After the war, Lewis attended Kings College (which later became Columbia University), majoring in agriculture; built a new house and barn and planted crops. He never appeared to age; most people always took him to be about age twenty-five. When the war of 1812 broke out and he heard of British troops invading Indiana Territory, he re-enlisted as a Minuteman, but arrived in Indiana only to be captured by the British and spend the next three years in an English dungeon before managing an ingenious and daring escape.
Throughout the nineteenth century Lewis encounters younger generations of his revolutionary war buddies. With the onset of World War I, Lewis meets entirely new ways of warfare on the “western front” where militia and regular army must sheild themselves in trenches to escape enemy machine gun fire. Lewis later discovers that “Sam”, who has protected his back throughout the battle, does not exist anywhere on his regiment’s roster. He asks psychiatrist Charles whether he believes in angels. Sometimes, he concludes, situations exist that have no explanation, but must be accepted as obviously real,
In the 1920s, Lewis admits to his psychiatrist friend that he made a major error of choice, in becoming involved with Chicago criminal Al Capone as one of Capone’s bodyguards and drivers. Lewis spent seven years in prison for his part in a drive-by shooting. He knew that to admit his association with the Capone gang would cause Capone to silence him permanently, so he did three things. He withdrew all the money in his several bank accounts and deposited it all in several accounts in new banks. He sent the police an anonymous letter accusing himself of involvement in the shooting. And he lied that he had never known Al Capone. He then accepted his jail sentence, did his time , and walked away a free man in 1935, to continue life on his New York farm.

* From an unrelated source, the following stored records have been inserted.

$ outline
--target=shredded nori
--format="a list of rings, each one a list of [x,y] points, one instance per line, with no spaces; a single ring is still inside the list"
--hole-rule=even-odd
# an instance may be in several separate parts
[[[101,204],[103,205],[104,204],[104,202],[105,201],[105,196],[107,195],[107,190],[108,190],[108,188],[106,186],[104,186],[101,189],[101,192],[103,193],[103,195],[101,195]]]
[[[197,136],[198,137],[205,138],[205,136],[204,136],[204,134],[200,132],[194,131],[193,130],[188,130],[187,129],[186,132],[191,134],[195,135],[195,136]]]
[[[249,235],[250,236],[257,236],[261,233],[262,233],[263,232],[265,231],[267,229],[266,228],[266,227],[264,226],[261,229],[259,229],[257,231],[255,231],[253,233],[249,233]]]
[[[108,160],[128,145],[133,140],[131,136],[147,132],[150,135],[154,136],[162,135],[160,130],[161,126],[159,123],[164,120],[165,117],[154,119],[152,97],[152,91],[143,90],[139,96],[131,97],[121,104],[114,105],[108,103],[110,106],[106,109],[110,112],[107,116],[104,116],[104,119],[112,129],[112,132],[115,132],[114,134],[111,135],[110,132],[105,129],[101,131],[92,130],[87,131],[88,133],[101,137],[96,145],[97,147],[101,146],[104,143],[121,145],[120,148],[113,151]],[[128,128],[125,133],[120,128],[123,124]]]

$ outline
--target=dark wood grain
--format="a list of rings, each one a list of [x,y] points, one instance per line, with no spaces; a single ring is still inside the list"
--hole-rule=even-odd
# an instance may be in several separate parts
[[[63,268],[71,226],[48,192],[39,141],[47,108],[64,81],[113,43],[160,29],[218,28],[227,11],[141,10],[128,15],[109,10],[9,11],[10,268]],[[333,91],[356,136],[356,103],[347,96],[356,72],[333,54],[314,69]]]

His worst nightmare, he confided to Charles, was his time near the end of World War II when he participated in the liberation of Buchenwald, the death camp in Nazi Germany.
What Lewis did not tell the psychiatrist was the last fifty years of his life.
Author Tyler Benak, who lives in Vancouver, Washington, has created an engaging first novel, written with compassion and a knowledge of human nature. I look forward to seeing his future work.